Ibe tidak datang ke wawancara ini dengan maksud untuk berbicara tentang tragedi itu, dia juga tidak mengangkatnya untuk membangkitkan simpati. Hal itu muncul secara alami selama percakapan yang luas dan terbuka tentang kesehatan mental dan kecemasan, Ibe beralih ke masa kecilnya setelah menceritakan perampokan dengan todongan senjata pada usia 20 tahun. Dia telah dibuntuti dari sebuah hotel di London suatu pagi dan, ketika dia tiba di Surrey Quays, mobilnya ditabrak. Saat itu jam makan siang, siang bolong. “Saya keluar tanpa menyadari siapa yang ada di dalam mobil,” katanya. “Mereka mengenakan penutup kepala. Salah satu dari mereka menempelkan parang ke dada saya dan berkata: ‘Jika kamu bergerak, saya akan menusukmu.’ Semuanya terjadi begitu cepat tetapi lambat pada saat yang bersamaan. Pantat saya yang konyol mencoba melarikan diri dan penumpang itu mengeluarkan pistol.”

Kedua insiden tersebut merupakan batu ujian dalam kehidupan Ibe. Dampaknya tidak dapat diukur, meskipun ia ingat bersembunyi di semak-semak saat masih kecil untuk menghindari bertemu orang yang salah dan menyewa keamanan setelah perampokan. Namun, hal itu tidak mengurangi kepercayaannya pada kemanusiaan, atau keinginannya untuk menjadi orang baik. Ambil contoh cerita yang tidak banyak diketahui tentang masa pemain sayap itu di Bournemouth. Ibe mengobrol dengan seorang pria tunawisma yang telah berpisah dengan istrinya dan kehilangan kontak dengan anak-anaknya. Ibe membawanya pulang, memasukkan beberapa tas penuh pakaian, menitipkan pria itu ke hotel selama beberapa minggu dan membelikannya ponsel sehingga ia dapat menghubungi anak-anaknya.

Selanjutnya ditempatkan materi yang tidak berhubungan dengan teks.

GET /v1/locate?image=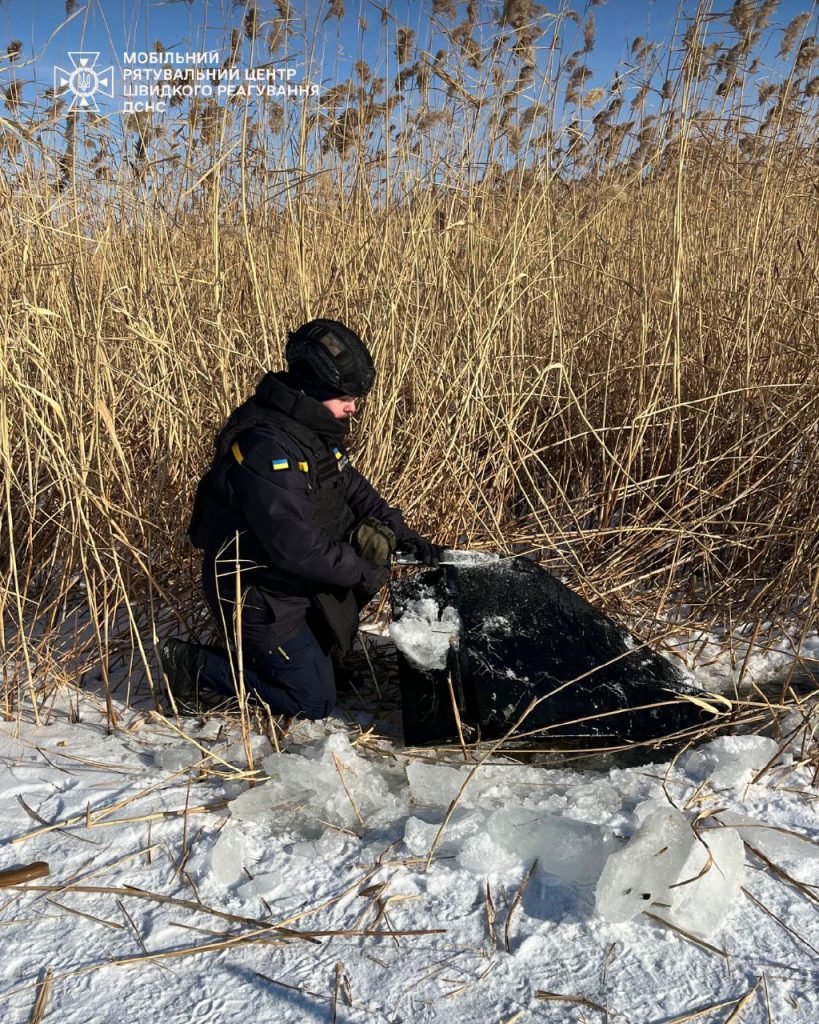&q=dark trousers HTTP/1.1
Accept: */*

[199,555,336,719]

Kesehatan mental Ibe juga mencapai titik kritis saat berada di pesisir selatan. Sebelum pandemi, Ibe membeli rumah keluarga. Namun, setelah berpisah dari pasangannya, “rumah itu menjadi rumah bagi saya”. Ia masih bisa melihat putrinya yang masih kecil, tetapi tidak sama seperti tinggal bersama. Keluarga adalah segalanya bagi Ibe, dan putri kecilnya adalah dunianya. “Ada banyak masa-masa sulit. Rumah itu terlalu besar. Hidup sendiri itu sulit,” katanya dengan sungguh-sungguh. Banyak yang mengatakan bahwa mereka mampu menyembunyikan iblis dalam diri mereka, dan bersikap berani di depan umum. Tidak demikian dengan Ibe. “Orang-orang bisa melihatnya dalam diri saya; mereka tahu. Awalnya saya agak menyangkal, tetapi jauh di lubuk hati saya tahu.” Sampai pada titik di mana Ibe memiliki “pikiran yang seharusnya tidak dimiliki manusia – Anda ingin hidup, bukan berada di pihak yang lain. Jika bukan karena jalan hidup saya bersama Tuhan, terutama putri saya, saya tidak tahu seperti apa masa depan saya.”

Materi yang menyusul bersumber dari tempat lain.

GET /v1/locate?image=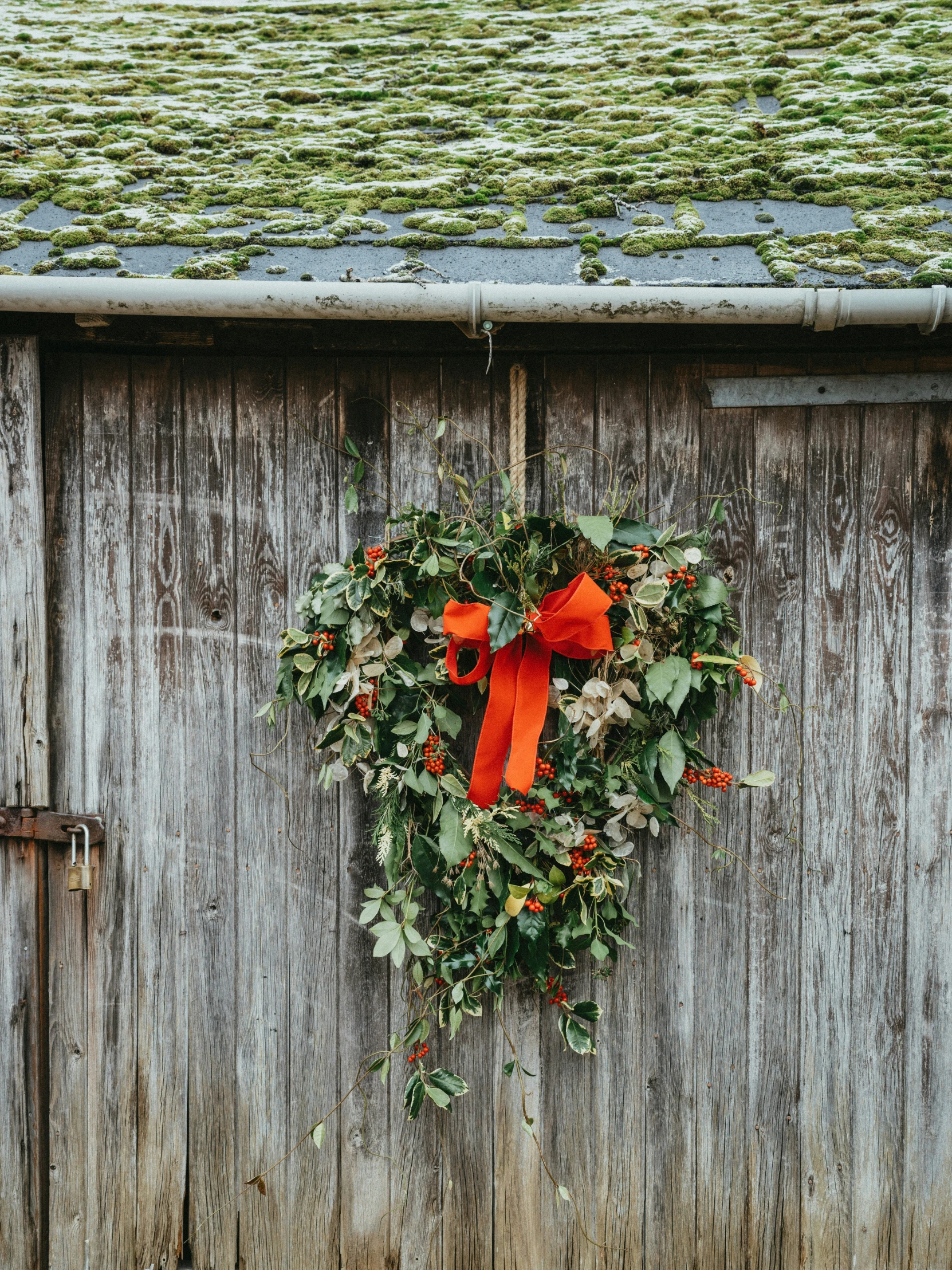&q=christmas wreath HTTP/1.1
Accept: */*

Ibe akan selamanya berterima kasih atas campur tangan manajernya saat itu, Eddie Howe. “Ia membantu saya selama masa-masa sulit – mengizinkan saya pergi ke rehabilitasi, mengambil cuti dari sepak bola, pergi ke psikiater.” Howe adalah salah satu pria baik menurut Ibe, “pria yang sangat menyayangi keluarga. Setiap kali saya mengirim pesan kepadanya, ia membalas dalam satu atau dua hari. Dan Anda tahu manajernya sibuk.”

Ibe baru-baru ini kembali ke kesadaran publik melalui Baller League. Ia bukan mantan pemain sepak bola, tetapi pemain sepak bola saat ini, meskipun ia hanya bermain selama 11 menit secara profesional – untuk Derby dan Ebbsfleet – sejak kontraknya dengan Bournemouth berakhir pada Juni 2020.

Masih berusia 29 tahun, Ibe adalah bintang cilik. Berusia 15 tahun dan 244 hari, ia melakukan debutnya untuk Wycombe di Piala Liga. Beberapa bulan kemudian, pada Oktober 2011, ia mencetak gol pada pertandingan pertamanya. Di sekolah pada hari Senin berikutnya, guru sainsnya menunjukkan cuplikannya selama kelas. “Semuanya terjadi begitu cepat,” kata Ibe. “Saya masih kelas 10, bermain di League One. Gila sekali. Gila sekali.” Tidak butuh waktu lama bagi Ibe untuk menyimpulkan bahwa ia akan merasa canggung dengan sorotan itu.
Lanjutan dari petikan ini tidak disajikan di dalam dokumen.